Scientists uncover first atomic structure of Epstein-Bar virus nucleocapsid
A team of Chinese scientists, led by Prof. Yu Xuekui from the Shanghai Institute of Materia Medica (SIMM) of the Chinese Academy of Sciences (CAS) and Prof. Zeng Musheng from Sun Yat-sen University, reported the first complete atomic model of Epstein-Bar virus (EBV) nucleocapsid. This study was published online in Cell Research.
Like other herpesviruses, EBV, a member of the Gammaherpesvirinae, has a characteristic three-layer configuration: the outer lipid bilayer envelope, the inner nucleocapsid and the middle tegument. The assembly of nucleocapsid is the crucial step in the process of the formation of infectious virion; therefore, revealing the mechanism of EBV nucleocapsid assembly should inform the rational design of anti-viral drugs.

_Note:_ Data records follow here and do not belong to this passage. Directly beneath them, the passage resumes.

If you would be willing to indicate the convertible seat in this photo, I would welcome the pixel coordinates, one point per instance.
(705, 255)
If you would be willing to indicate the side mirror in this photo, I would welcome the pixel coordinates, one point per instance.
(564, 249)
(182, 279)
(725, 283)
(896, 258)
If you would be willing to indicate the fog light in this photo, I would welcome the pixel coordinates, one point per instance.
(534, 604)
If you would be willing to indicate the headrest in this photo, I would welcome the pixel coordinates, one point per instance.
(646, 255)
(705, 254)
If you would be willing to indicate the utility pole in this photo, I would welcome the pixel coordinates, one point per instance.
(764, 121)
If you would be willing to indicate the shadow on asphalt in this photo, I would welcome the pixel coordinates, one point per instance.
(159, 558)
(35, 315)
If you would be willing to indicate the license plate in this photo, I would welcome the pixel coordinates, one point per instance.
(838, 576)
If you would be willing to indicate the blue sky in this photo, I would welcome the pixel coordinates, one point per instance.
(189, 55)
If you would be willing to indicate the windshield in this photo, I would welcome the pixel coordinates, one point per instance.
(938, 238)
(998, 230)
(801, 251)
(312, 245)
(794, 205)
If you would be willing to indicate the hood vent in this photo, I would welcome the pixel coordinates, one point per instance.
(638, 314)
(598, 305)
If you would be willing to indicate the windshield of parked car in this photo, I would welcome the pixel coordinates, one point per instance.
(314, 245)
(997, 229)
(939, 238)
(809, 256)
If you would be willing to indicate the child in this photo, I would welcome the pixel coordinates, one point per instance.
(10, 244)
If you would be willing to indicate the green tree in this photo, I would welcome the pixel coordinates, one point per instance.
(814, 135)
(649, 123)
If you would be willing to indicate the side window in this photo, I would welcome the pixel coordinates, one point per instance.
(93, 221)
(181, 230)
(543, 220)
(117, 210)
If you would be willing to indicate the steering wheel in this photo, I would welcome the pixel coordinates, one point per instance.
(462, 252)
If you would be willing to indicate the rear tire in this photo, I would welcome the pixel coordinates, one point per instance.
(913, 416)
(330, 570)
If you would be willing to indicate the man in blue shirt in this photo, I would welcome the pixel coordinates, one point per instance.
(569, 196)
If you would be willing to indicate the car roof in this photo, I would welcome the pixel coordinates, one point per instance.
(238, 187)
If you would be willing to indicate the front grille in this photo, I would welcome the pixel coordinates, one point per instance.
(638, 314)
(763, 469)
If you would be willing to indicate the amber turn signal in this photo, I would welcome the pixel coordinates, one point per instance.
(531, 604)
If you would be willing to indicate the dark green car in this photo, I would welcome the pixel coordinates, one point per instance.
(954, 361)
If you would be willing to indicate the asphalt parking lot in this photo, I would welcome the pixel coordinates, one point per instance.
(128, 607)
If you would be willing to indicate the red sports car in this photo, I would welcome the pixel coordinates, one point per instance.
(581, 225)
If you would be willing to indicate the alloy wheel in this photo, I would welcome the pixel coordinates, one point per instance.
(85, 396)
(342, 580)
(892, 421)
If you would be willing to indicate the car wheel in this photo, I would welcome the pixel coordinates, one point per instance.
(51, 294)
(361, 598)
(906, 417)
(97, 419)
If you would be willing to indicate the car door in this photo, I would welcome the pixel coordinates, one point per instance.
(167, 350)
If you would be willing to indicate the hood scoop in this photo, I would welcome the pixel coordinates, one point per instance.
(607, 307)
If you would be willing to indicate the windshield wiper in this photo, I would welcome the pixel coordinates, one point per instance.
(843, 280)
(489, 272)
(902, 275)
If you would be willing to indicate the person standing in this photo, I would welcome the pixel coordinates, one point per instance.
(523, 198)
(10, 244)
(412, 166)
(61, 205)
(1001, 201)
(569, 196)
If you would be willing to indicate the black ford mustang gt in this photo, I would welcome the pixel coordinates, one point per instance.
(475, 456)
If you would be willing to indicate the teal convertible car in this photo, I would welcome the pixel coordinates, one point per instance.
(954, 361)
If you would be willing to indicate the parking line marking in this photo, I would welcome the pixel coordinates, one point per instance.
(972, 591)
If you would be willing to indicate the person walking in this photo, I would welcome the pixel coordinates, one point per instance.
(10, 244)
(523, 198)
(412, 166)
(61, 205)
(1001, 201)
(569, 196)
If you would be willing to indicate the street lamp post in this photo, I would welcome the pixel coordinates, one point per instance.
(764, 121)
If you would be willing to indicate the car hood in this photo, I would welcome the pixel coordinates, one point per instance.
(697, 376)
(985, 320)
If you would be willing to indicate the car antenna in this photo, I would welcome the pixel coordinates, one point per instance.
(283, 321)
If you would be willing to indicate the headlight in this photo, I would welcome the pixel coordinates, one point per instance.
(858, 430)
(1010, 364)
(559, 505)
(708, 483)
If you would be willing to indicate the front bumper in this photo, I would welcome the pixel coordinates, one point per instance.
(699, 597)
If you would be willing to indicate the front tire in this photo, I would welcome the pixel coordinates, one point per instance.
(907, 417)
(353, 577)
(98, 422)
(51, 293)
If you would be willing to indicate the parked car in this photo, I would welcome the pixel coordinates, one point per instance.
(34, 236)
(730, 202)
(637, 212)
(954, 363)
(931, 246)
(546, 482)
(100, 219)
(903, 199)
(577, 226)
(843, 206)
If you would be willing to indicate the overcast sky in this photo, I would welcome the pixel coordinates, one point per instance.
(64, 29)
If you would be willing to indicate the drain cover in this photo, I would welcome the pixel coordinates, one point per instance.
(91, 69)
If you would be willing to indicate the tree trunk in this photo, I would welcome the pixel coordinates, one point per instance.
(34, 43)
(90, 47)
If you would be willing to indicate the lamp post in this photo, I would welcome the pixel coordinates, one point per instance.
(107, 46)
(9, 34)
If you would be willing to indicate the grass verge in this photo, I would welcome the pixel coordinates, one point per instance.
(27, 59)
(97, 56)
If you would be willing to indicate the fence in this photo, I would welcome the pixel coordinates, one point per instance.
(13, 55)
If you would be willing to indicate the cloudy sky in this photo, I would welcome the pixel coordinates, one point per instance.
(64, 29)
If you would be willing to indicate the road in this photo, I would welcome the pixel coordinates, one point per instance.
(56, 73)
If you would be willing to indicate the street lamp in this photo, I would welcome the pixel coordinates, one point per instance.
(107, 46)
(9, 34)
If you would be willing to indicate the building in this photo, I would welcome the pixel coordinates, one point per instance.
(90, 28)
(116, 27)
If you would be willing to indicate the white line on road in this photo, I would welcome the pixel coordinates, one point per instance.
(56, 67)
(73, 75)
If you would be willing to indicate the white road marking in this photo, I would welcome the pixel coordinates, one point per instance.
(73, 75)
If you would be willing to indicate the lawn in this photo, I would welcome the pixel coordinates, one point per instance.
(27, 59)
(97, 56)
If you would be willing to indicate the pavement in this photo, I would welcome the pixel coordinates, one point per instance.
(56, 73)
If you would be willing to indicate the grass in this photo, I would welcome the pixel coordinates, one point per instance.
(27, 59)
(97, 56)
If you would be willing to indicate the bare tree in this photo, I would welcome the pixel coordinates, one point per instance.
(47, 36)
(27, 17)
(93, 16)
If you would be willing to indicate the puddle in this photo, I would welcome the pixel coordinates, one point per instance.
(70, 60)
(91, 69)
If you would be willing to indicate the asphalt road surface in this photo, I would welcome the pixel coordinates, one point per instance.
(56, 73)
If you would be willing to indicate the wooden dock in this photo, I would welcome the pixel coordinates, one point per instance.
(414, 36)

As the first identified oncovirus, EBV is one of the most important human herpesviruses. EBV infects over 90% of the population worldwide and has shown to be closely associated with various malignancies, including Hodgkin's lymphoma, Burkitt's lymphoma, NK/T cell lymphoma and nasopharyngeal carcinoma. In contrast with its medical importance, the structural and functional studies of EBV, largely hindered by the difficulties in sample preparation, are far behind other human herpesviruses, such as human cytomegalovirus (HCMV), herpes simplex virus (HSV) and Kaposi's sarcoma-associated herpesvirus (KSHV).
By developing a novel viral growth method and using cryo-electron microscopy, scientists obtained high quality viral sample of EBV.
Subsequently they determined the high-resolution structure of EBV nucleocapsid and derived its first complete atomic model, including the icosahedral capsid, the capsid-associated tegument complex (CATC) and the dodecameric portal—the viral genome translocation apparatus.
This research described the multi-level interactions between EBV capsid proteins, CATC and capsid, portal and capsid, portal and viral genome, which provided the key structural basis for the development of anti-viral drugs.
In addition, through structural comparisons between EBV nucleocapsid and the counterparts of other herpesviruses, scientists found that the flexibilities of capsid pentons, the copy numbers and the patterns of CATCs binding to the vertices of viral capsid are different among different herpesviruses, and are correlated with the sizes of the packaged genomes.
Based on this observation, they proposed a new pressure-modulating mechanism for how the herpesviruses to achieve a balance between viral genome retention and ejection.